For instance, Facebook is currently rolling out an attention-getting new look for user profiles. But over the past few months, the company has also unrolled a tiny change, so small as to seem completely unworthy of note.

With a small interface tweak, Facebook has made it harder to untag yourself from a photo. Not impossible – just harder. It's gone from a split-second one-click process to a three-dialogue box option-hunting hassle. It sounds innocuous enough, but "harder" is all it takes to sway the behaviour of millions in favour of Facebook's interests – at the expense of their own.

Facebook users are familiar with the drill: When users upload photos to the site, they're encouraged to identify the people in each picture, tagging each one. Facebook users can wake up the morning after a party to discover that their friends have uploaded and tagged dozens of photos of them. These photos automatically appear on their Facebook pages, without prior consent.
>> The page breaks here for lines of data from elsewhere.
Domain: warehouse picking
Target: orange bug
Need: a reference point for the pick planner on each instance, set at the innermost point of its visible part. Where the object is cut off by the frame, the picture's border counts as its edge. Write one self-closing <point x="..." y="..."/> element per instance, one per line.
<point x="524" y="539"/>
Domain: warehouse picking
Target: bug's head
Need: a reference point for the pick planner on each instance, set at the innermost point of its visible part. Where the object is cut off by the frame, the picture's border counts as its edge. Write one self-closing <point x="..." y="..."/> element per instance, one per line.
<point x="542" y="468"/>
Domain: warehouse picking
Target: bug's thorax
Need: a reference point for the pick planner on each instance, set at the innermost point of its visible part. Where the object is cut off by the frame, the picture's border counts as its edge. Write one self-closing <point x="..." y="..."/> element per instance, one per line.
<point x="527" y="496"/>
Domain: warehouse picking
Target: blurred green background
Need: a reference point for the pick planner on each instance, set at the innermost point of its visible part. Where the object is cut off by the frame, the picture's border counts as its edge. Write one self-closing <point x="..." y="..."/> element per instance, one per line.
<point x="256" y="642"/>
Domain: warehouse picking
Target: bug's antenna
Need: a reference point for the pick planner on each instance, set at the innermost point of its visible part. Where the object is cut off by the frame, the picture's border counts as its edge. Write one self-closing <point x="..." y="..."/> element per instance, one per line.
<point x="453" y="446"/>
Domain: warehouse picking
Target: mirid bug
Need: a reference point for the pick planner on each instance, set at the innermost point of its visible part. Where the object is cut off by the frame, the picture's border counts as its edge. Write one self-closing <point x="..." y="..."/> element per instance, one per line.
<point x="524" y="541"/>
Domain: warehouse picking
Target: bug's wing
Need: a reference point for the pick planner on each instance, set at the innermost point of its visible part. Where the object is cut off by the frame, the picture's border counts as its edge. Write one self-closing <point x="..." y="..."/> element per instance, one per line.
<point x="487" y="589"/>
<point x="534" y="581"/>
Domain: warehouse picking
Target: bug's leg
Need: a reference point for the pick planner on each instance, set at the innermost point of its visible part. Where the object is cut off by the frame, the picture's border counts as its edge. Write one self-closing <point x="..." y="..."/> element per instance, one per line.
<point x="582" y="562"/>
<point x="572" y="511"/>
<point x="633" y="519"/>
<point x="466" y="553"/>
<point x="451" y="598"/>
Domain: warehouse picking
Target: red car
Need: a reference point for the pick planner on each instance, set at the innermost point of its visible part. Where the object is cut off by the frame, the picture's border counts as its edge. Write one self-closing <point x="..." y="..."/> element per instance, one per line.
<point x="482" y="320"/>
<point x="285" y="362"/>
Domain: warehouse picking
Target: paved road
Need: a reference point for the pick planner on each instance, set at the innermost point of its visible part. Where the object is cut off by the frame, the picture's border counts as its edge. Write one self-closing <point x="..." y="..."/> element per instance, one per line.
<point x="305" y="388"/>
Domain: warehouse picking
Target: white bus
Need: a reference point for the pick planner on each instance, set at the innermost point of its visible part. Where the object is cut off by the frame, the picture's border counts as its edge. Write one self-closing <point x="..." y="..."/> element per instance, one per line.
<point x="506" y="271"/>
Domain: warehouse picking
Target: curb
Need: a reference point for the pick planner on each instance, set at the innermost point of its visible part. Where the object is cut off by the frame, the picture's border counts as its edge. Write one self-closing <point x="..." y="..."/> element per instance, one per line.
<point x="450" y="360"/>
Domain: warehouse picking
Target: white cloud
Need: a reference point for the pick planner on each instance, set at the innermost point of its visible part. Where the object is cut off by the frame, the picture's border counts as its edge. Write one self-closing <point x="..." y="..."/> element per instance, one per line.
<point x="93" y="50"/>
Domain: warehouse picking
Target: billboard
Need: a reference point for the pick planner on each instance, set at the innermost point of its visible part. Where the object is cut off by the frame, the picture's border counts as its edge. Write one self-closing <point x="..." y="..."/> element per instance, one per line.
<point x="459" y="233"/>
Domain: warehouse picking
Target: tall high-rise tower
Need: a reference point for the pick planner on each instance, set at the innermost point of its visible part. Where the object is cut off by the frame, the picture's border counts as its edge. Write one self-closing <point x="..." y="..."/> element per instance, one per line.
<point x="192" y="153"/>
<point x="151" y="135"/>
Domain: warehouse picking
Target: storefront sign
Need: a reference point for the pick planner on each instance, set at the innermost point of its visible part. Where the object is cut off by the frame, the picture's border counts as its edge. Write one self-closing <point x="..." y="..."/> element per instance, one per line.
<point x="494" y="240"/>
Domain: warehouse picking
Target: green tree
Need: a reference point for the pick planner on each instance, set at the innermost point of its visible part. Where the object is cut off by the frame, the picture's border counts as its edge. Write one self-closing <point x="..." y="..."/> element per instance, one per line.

This system has existed for years.

This is why many, if not most, Facebook users have become masters of untagging themselves, scrubbing their names from unflattering photos they didn't want to be associated with. This was fine, because Facebook made it easy.

Here's the rub: That system is no longer. After a small interface switchup, Facebook now only offers users a one-click way to hide the photo on their profile – but not to get rid of the tag itself. The photo will still be identified in the album of the person who posted it, should anyone see it there. The link will still go to your page. And most importantly, Facebook itself will still know that it's you in that picture.

It's still possible to fully untag yourself. But the process has been made artificially burdensome. You have to hunt down the page to find an option for reporting or untagging images. Clicking brings up a dialogue box with several options to review. Choosing the "untag" option brings up a second dialogue box. Choosing "untag" in that dialogue box brings up a third dialogue box that confirms the untagging. Instead of one click, that's four clicks, three boxes and two sets of option selections. Now, imagine repeating that across dozens of photos that might get posted after a night out. The process quickly becomes onerous.

Facebook likes it when people tag photos. It's good for business. The more internal links the site contains, the more people click, the more time people spend on the site, the more information is gathered about users, and the better advertising can be targeted, seen and sold. And let's be honest, to the viewer, it's useful when photos are tagged. It's engaging to put names to those unknown characters who lurk in the background, and to explore their profiles in turn. Tagging is good for everyone, except perhaps the people in those photos.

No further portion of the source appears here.